La paradoja del consumidor: Informado pero imprudente
El Barómetro sobre Seguridad Alimentaria destaca que, a pesar de que el 81% comprueba la fecha de caducidad antes de comprar, el comportamiento cambia radicalmente una vez el producto está en la nevera.
- El criterio del «aspecto»: Siete de cada diez españoles deciden ingerir alimentos vencidos basándose exclusivamente en el olor, color o sabor, ignorando las advertencias sanitarias de la etiqueta.
- Interés nutricional: La lista de ingredientes interesa al 67% de los usuarios, mientras que la información nutricional preocupa al 48%.

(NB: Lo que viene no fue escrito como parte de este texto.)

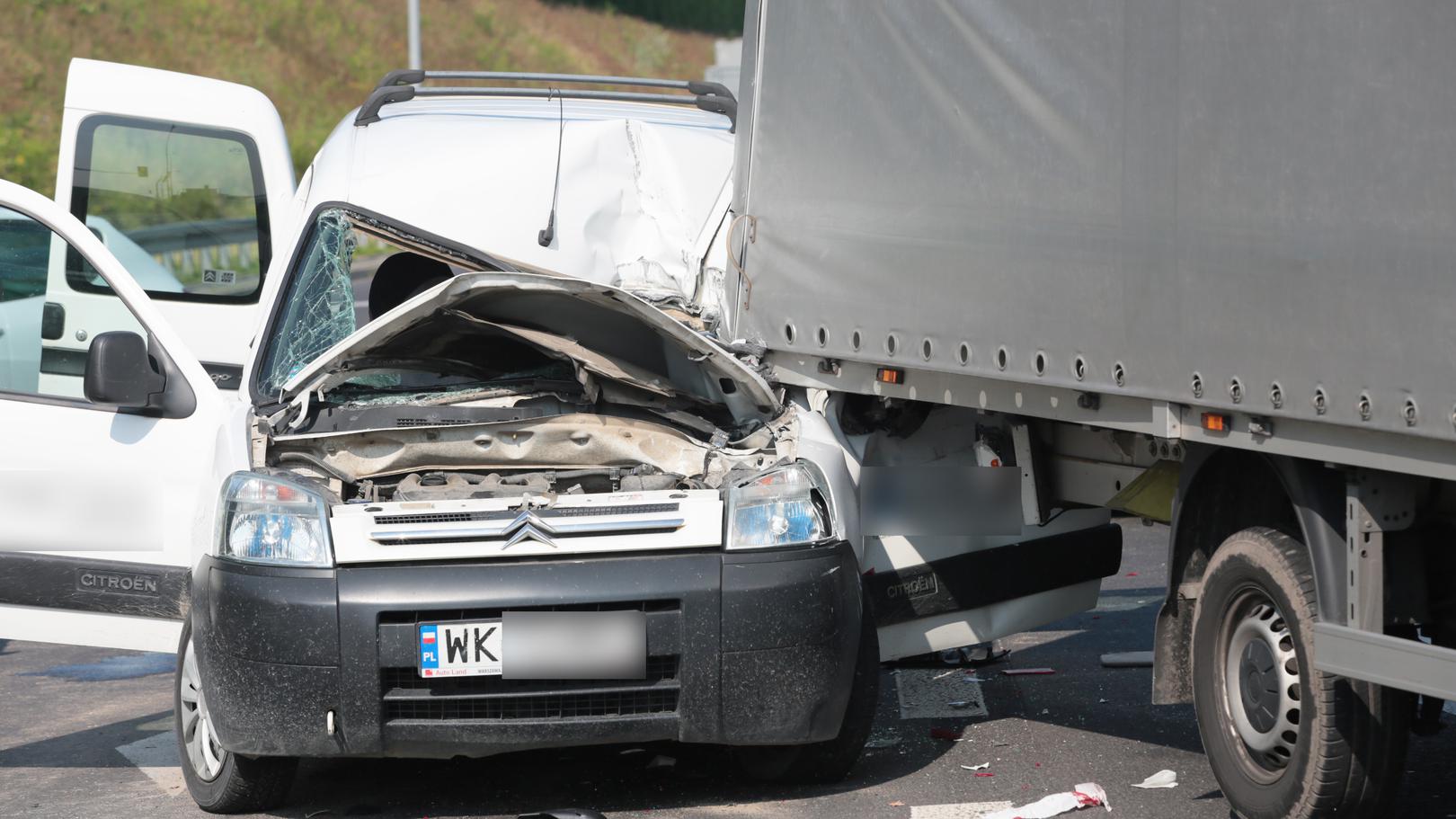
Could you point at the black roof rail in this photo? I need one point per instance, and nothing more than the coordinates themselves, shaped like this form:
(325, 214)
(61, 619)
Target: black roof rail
(404, 84)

Errores comunes en la conservación del hogar
El congreso, que ha reunido a más de 320 profesionales en Madrid, ha puesto el foco en hábitos domésticos que aumentan el riesgo de intoxicaciones alimentarias:
| Práctica de riesgo | Porcentaje de población |
| Dejar enfriar comida fuera de la nevera durante horas | 87% |
| Recalentar las sobras más de una vez | 65% |
| Descongelar alimentos sobre el mostrador de la cocina | 47% |
| Guardar latas abiertas directamente en la nevera | 41% |
| Consumir tortilla o hamburguesas poco hechas | 33% – 21% |
Confianza en el sistema y controles fronterizos
A pesar de estos fallos en la manipulación, el 73% de los encuestados cree que los niveles de seguridad alimentaria han mejorado en las últimas tres décadas. Además, el 54% afirma que las alertas de retirada de productos refuerzan su confianza en el sistema de control, al ver que los mecanismos de vigilancia funcionan.
Desde el Ministerio de Agricultura se ha informado de un refuerzo en los controles fronterizos:
- Se han incrementado un 25% las inspecciones en frutas y hortalizas para detectar plaguicidas.
- Los controles en productos de origen animal han subido un 38%, con auditorías rigurosas en los países de origen antes de su llegada a España.